Arousal: how it actually works
The most useful thing anyone can understand about arousal is that it isn't a single switch that's either on or off. It's a balance between two systems running at the same time — one that responds to everything sexually relevant (the accelerator) and one that responds to everything giving a reason not to be aroused (the brake). This is the "dual control model," developed by researchers at the Kinsey Institute, and once you understand it, a lot of confusing things about sex suddenly make sense.
The accelerator and the brake
The accelerator (technically the Sexual Excitation System) scans the environment — everything you see, hear, smell, touch, and think — for sexually relevant information, and sends turn-on signals. The brake (the Sexual Inhibition System) scans the same environment for reasons not to be aroused — stress, threat, self-consciousness, distraction, a mess in the room, worry about the kids waking up — and sends turn-off signals.
Your level of arousal at any moment is the net result of these two systems. This means low arousal can come from two very different sources: not enough accelerator (not enough turn-on) or too much brake (too many turn-offs). And crucially, the fix is different depending on which one it is.
The brake is often the bigger factor
Here's the insight that changes things for a lot of people, particularly those who experience low desire: for many people, the brake is more sensitive than the accelerator. That means their arousal problems aren't about insufficient turn-on — they're about too much turn-off. Stress, anxiety, body self-consciousness, distraction, resentment, exhaustion, feeling rushed, worrying about performance: all of these press the brake.

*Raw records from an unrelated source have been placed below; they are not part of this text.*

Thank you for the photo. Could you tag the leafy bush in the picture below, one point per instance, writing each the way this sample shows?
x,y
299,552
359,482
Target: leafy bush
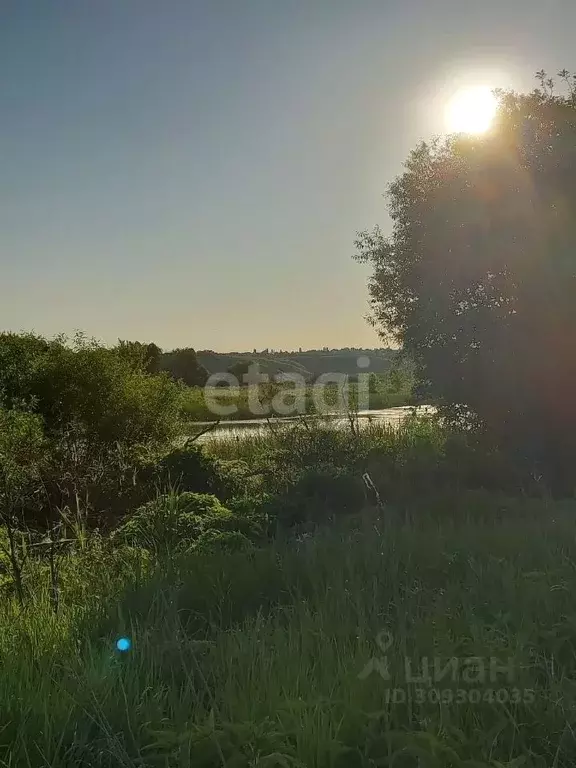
x,y
318,494
174,523
476,280
191,468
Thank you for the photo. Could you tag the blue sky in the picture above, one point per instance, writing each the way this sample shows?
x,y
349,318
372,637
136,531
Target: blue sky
x,y
194,173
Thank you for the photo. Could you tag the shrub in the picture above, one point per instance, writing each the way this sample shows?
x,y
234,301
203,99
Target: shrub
x,y
173,523
317,495
191,468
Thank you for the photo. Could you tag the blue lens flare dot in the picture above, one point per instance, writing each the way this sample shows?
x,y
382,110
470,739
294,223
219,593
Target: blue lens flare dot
x,y
123,644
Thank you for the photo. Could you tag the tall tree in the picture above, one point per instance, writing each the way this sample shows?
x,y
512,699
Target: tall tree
x,y
477,279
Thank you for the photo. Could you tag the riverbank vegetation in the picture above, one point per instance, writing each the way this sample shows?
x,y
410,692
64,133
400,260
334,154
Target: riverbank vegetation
x,y
317,595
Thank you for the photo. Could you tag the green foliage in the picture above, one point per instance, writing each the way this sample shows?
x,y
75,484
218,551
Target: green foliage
x,y
254,658
476,280
176,523
240,369
191,468
144,357
183,365
318,495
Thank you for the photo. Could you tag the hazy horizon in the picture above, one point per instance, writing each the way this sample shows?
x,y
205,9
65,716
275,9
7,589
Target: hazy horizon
x,y
194,173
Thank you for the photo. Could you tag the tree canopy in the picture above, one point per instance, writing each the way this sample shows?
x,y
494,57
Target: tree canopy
x,y
477,279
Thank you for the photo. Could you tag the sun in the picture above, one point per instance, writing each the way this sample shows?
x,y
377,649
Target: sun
x,y
471,110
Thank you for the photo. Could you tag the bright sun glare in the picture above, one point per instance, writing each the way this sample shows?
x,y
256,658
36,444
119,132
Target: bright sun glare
x,y
471,110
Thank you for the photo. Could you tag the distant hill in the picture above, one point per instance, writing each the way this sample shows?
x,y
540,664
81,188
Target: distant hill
x,y
309,363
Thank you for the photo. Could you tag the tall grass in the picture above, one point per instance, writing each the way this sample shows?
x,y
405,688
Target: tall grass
x,y
255,659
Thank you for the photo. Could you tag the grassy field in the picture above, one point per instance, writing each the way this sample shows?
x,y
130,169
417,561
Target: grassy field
x,y
310,597
259,658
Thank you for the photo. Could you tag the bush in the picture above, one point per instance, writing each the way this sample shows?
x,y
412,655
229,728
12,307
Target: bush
x,y
318,495
191,468
175,523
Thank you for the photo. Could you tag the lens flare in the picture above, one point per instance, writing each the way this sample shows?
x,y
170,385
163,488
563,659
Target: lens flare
x,y
123,644
471,110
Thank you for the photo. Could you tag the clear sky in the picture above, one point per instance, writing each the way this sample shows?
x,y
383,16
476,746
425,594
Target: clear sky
x,y
194,173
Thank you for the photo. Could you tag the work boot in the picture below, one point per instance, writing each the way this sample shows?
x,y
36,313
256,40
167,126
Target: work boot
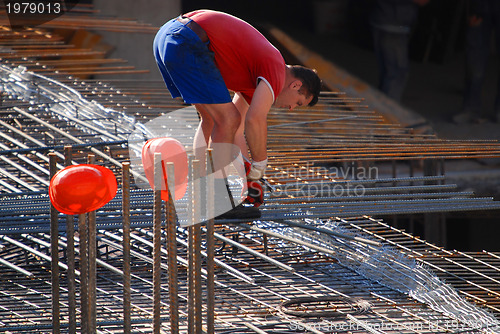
x,y
241,212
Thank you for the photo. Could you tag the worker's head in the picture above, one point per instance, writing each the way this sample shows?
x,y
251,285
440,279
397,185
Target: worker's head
x,y
302,87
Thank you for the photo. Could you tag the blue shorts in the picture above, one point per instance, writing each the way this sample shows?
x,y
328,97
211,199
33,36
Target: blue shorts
x,y
188,66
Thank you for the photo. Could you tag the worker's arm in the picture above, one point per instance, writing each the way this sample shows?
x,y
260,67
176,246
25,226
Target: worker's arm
x,y
256,122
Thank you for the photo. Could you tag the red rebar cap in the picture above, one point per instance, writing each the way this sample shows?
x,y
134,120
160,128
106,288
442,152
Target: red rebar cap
x,y
82,188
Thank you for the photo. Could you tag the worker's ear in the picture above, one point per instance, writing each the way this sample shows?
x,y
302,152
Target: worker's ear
x,y
296,84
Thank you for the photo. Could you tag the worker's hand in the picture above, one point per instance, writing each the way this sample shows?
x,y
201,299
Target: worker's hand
x,y
255,194
257,170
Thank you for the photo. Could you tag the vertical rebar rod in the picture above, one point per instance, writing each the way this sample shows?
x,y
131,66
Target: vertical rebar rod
x,y
172,251
92,256
70,255
157,243
54,251
126,246
198,302
190,272
210,246
84,300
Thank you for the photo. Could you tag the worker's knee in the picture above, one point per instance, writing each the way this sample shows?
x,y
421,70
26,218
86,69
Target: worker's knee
x,y
230,121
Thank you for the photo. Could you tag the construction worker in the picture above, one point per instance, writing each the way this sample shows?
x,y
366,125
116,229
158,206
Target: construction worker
x,y
204,54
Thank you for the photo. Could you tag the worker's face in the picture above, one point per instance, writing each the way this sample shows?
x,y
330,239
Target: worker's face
x,y
292,96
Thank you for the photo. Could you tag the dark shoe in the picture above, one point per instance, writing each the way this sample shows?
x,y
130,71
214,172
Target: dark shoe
x,y
463,118
241,212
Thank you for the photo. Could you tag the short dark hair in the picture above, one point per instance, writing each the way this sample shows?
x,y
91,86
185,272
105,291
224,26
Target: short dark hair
x,y
310,81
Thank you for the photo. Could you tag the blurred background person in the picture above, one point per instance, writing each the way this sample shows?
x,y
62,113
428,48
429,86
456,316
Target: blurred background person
x,y
392,22
483,20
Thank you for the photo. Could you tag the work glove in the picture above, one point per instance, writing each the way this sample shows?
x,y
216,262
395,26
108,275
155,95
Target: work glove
x,y
255,194
257,170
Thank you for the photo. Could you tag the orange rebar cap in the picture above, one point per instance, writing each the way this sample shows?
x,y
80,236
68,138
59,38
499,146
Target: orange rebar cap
x,y
82,188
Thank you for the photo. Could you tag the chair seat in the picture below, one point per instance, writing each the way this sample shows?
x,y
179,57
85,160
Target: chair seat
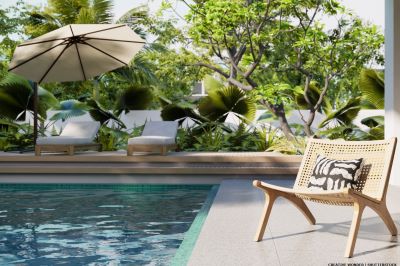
x,y
63,140
151,140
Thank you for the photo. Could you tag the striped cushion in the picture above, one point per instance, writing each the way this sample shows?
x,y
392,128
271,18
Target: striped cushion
x,y
330,174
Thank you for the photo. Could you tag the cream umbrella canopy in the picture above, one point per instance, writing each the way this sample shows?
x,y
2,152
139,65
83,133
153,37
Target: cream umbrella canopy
x,y
74,52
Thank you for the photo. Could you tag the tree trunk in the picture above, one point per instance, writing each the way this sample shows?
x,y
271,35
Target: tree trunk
x,y
279,111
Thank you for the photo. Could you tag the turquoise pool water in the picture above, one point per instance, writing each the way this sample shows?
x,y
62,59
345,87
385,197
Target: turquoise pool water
x,y
95,225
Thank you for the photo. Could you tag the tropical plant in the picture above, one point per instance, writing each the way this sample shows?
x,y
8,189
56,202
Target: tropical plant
x,y
343,115
372,87
219,103
15,136
112,138
16,98
69,108
99,113
133,98
295,146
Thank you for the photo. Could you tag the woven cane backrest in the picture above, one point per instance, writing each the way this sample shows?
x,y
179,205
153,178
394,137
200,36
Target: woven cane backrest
x,y
377,155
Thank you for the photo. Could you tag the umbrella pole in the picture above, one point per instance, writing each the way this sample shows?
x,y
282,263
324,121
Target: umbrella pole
x,y
35,111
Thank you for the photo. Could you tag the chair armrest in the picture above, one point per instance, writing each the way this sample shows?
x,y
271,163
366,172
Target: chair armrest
x,y
265,186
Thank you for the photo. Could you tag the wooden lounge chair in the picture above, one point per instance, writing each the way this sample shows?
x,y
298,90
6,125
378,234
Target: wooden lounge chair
x,y
156,136
370,191
75,136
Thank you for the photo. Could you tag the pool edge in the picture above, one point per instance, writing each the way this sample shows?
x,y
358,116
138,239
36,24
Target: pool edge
x,y
184,251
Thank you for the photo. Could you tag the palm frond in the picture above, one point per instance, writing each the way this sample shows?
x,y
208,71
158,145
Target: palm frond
x,y
219,103
68,109
99,113
134,98
372,86
345,114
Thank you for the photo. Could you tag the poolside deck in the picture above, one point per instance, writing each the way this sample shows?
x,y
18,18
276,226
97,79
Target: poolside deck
x,y
174,163
227,234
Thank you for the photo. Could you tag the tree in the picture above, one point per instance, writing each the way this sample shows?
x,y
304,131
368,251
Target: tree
x,y
245,42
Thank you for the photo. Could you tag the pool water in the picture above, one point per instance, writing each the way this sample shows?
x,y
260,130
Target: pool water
x,y
100,225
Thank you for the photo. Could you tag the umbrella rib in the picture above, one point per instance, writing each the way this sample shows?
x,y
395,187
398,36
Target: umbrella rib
x,y
114,40
32,43
55,61
119,26
79,55
35,56
113,57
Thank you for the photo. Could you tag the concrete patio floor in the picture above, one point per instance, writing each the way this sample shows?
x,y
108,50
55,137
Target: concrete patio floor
x,y
227,234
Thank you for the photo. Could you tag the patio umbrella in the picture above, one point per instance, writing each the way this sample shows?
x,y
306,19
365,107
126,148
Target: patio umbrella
x,y
74,52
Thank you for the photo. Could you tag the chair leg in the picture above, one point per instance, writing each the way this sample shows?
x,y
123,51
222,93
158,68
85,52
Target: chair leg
x,y
70,150
129,151
269,202
301,205
38,150
383,212
355,225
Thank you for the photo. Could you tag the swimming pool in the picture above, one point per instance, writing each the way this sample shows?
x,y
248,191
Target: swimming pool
x,y
95,224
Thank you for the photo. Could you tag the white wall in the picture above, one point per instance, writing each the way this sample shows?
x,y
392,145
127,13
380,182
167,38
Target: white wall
x,y
392,79
139,117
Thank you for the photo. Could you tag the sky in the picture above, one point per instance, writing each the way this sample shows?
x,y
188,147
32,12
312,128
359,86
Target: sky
x,y
370,10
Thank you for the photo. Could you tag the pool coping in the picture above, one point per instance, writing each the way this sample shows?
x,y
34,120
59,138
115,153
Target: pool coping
x,y
184,251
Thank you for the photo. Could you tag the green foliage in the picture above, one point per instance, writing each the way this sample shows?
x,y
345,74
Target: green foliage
x,y
112,139
214,137
14,136
172,112
219,103
211,84
68,109
16,98
134,98
283,145
343,115
99,113
372,86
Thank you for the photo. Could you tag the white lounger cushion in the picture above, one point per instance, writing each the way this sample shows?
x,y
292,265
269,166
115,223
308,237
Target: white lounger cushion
x,y
87,129
151,140
157,133
161,128
63,140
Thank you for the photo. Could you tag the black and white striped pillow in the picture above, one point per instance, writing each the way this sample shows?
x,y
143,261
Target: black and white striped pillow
x,y
330,174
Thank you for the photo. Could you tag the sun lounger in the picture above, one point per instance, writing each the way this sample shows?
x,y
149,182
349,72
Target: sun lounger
x,y
75,136
156,136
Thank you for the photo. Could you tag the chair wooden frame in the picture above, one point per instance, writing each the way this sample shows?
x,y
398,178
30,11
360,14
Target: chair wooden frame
x,y
68,148
148,148
370,190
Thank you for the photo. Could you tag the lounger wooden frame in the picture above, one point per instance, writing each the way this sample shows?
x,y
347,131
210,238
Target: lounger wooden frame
x,y
68,148
370,191
148,148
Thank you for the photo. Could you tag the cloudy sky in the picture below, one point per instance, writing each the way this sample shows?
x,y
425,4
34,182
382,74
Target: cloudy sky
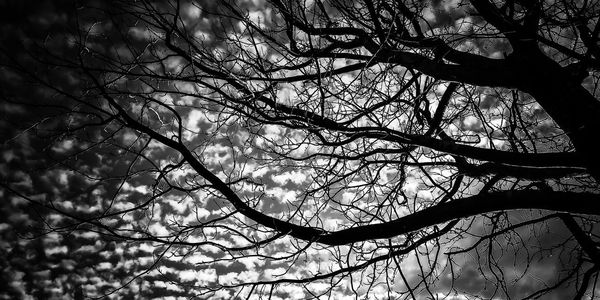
x,y
94,207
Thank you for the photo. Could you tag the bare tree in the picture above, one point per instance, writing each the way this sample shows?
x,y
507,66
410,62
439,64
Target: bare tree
x,y
301,149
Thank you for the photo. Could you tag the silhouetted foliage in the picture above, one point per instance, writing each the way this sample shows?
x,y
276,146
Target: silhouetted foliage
x,y
300,149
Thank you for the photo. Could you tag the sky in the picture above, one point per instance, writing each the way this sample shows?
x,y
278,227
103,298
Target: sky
x,y
91,208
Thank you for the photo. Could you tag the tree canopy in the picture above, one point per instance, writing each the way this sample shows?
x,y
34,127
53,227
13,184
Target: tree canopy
x,y
300,149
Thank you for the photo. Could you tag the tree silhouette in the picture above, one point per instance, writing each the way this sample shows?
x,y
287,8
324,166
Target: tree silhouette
x,y
300,149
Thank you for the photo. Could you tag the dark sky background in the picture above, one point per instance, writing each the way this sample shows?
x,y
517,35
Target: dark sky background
x,y
45,157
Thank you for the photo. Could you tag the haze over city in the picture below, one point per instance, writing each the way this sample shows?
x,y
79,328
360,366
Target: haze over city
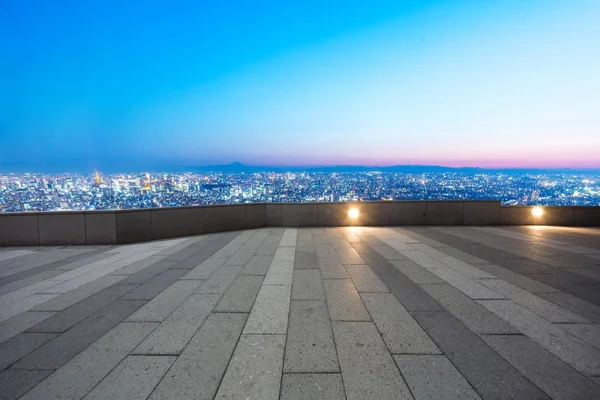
x,y
148,86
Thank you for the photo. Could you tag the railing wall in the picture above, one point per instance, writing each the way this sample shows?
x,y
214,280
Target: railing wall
x,y
129,226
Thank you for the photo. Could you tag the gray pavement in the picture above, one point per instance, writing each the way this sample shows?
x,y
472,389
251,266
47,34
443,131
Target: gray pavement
x,y
307,313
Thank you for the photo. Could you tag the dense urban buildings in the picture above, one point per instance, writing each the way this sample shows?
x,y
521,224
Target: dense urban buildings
x,y
70,191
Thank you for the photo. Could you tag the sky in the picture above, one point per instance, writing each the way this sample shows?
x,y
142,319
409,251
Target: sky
x,y
149,85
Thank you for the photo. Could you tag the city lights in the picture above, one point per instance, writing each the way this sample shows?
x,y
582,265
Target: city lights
x,y
537,212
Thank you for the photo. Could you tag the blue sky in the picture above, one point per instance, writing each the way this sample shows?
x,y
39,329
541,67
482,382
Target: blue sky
x,y
151,85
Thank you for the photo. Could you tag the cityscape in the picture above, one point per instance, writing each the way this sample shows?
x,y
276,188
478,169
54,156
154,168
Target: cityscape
x,y
30,192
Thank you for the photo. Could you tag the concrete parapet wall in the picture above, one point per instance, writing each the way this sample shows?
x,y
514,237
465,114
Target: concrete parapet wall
x,y
130,226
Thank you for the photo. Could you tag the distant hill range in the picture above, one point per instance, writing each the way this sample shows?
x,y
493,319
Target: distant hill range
x,y
237,167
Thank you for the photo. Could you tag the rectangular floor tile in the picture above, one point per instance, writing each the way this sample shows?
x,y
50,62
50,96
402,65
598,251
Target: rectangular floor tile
x,y
343,301
533,303
415,272
481,366
307,285
220,280
67,345
554,377
159,308
16,382
205,269
580,355
20,345
242,257
368,369
174,333
473,315
400,332
156,285
21,322
312,387
364,279
92,365
255,369
133,379
280,273
310,346
270,312
258,265
241,294
434,377
332,268
198,371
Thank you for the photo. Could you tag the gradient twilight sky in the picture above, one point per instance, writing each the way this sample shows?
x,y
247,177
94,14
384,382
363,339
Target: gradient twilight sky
x,y
167,84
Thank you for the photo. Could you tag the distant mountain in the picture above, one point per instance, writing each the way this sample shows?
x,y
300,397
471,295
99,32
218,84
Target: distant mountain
x,y
237,167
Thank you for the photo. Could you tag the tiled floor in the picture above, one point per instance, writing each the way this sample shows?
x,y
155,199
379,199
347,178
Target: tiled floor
x,y
341,313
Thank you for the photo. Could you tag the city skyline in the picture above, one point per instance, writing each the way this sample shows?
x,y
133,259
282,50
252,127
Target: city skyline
x,y
147,86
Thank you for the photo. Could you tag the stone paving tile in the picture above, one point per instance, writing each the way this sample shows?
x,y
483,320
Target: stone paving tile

If you're someone whose arousal is easily interrupted or hard to access, the most effective intervention is often not more stimulation (more accelerator) but removing what's pressing the brake. A relaxed environment, feeling safe and unhurried, resolving the mental load that's occupying your attention, and reducing self-consciousness frequently do more than any technique. This is why "just try harder" or "just be more into it" is such useless advice — it's targeting the wrong system.
Spontaneous vs responsive desire
There are two ways desire shows up, and the difference explains a huge amount of relationship friction.
Spontaneous desire appears seemingly out of nowhere — a thought, an urge, wanting sex before anything sexual has happened. This is the version portrayed in most media, and it's what a lot of people assume is the only "normal" way desire works.
Responsive desire arrives in response to arousal — it shows up after things get going, not before. Someone with responsive desire might not feel any particular urge to have sex, but once they're kissing, touching, or otherwise engaged, desire builds. For these people, waiting to feel spontaneous desire before initiating means waiting for something that rarely comes; the desire is there, but it needs arousal to activate it.
Neither style is better or more healthy. But when partners have different styles — one spontaneous, one responsive — it can create a painful misunderstanding, where the responsive partner is read as "never wanting it" when actually they want it once they start. Understanding that responsive desire is normal and common (it's more common in long-term relationships, and somewhat more common in women, though everyone can have either style) resolves a lot of unnecessary distress.
When body and mind disagree
Genital arousal (physical response) and subjective arousal (feeling turned on) don't always line up. Your genitals can respond to something your mind doesn't find appealing, and your mind can be turned on while your body is slow to respond. This mismatch — called "arousal non-concordance" — is completely normal and well-documented, and it's more pronounced in some people than others.
This matters for two reasons. First, it means genital response is not the same as consent or desire — a body responding physically doesn't mean a person wants what's happening. Second, it means you shouldn't over-read your own physical responses: if your mind is into it but your body is slow, or vice versa, that's a normal disconnect, not a sign that something is wrong or that you "should" want something you don't.
What this means practically
Put together, the science of arousal suggests a few practical shifts. If arousal is hard to access, look at what's pressing your brake before assuming you need more stimulation. If you rarely feel spontaneous desire, you may have responsive desire — try starting, in a low-pressure way, and seeing whether desire follows, rather than waiting to feel desire first. If your body and mind seem to disagree, trust your subjective experience over your physical response for deciding what you actually want.
And if arousal difficulties are persistent and distressing, they're worth taking to a doctor or sex therapist — sometimes there's a physical factor (medication, hormones, health conditions), and sometimes talking through what's pressing the brake is exactly what a good sex therapist helps with. The guide on low libido goes into this further.
Sources
- Bancroft J, Graham CA, Janssen E, Sanders SA. The dual control model: Current status and future directions. Journal of Sex Research. 2009;46(2–3):121–142.
- Nagoski E. Come As You Are. Simon & Schuster; 2015.
- Chivers ML, Seto MC, Lalumière ML, et al. Agreement of self-reported and genital measures of sexual arousal. Archives of Sexual Behavior. 2010;39(1):5–56.